Apa Kabar Kasus Korupsi Proyek Monumen Bahasa Melayu Pulau Penyengat?

Maket Monumen Bahasa Pulau Penyengat. (foto: ist)

BATAMTODAY.COM, Tanjungpinang – Kasus dugaan korupsi proyek pembangunan Monumen Bahasa Melayu (MBM) di Pulau Penyengat, Kota Tanjungpinang, hingga saat ini menjadi tanda tanya besar masyarakat.

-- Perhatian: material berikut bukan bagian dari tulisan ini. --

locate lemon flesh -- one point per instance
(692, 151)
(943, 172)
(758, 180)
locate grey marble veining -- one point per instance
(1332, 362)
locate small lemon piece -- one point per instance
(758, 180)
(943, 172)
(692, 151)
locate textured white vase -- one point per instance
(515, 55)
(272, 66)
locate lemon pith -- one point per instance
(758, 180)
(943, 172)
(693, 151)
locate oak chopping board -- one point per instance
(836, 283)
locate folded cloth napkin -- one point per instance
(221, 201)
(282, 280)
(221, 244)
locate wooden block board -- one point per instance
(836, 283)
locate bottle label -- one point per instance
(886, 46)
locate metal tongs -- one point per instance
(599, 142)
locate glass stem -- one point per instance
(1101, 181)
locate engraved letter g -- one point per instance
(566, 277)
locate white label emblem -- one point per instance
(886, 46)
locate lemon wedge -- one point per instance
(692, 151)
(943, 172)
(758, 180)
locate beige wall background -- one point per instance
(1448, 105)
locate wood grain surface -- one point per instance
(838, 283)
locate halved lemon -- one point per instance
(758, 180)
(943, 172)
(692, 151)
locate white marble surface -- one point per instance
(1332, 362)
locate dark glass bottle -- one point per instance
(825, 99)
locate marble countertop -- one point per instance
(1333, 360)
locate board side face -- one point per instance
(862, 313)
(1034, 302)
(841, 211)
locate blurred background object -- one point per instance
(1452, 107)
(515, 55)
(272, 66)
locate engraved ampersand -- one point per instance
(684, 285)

Proyek MBM itupun hingga saat ini masih mangkrak.

Setelah sebelumnya sempat ‘mangkrak dan mengendap’ di Kejaksaan Tinggi Kepri, dugaan korupsi megaproyek yang menelan dana Rp 12,5 milliar dari APBD 2014 itu diusut Direskrimsus Polda Kepri.

Kendati telah memeriksa sejumlah pihak, namun hingga saat ini, tindak lanjut penanganan kasus yang diduga merugikan negara Rp 2 milliar lebih dari jaminan uang muka proyek ini, juga belum menunjukan tanda-data penetapan tersangka.

Direktur Reserse Kriminal Khusus (Ditreskrimsus) Polda Kepri Kombes Pol.Rustam Mansur mengatakan, hingga saat ini pihaknya masih terus memproses dan melakukan penyelidikan dugaan korupsi monuman bahasa yang mangkrak tersebut. “Masih lidik, sabar,” katanya ketika dikonfrimasi BATAMTODAY.COM.

Rustam juga mengakui, penyidik Direskrimusus Polda Kepri telah memanggil dan memeriksa beberapa saksi dalam kasus itu. Namun dia belum bersedia membeberkan saksi yang telah diperiksa.

Di tempat terpisah, Kepala Inspektorat Provinsi Kepri, Mizar Bahtiar mengaku, juga turut diperiksa sebagai saksi dalam kasus tersebut.

Kepada penyidik Mirza Bhatiar mengaku telah membeberkan kronologis pelaksanaan proyek, penghentian pekerjaan serta audit konstruksi internal yang dilakukan Inspektorat Provinsi Kepri dan BPKP atas proyek tersebut.

“Saya diperiksa dan dimintai keterangan dua minggu lalu di Polda Kepri. Dimintai keterangan terkait hasil audit konstruksi internal yang sebelumnya telah dilakukan atas proyek ini. Tentu kami menghargai proses hukum yang berjalan,” ujarnya.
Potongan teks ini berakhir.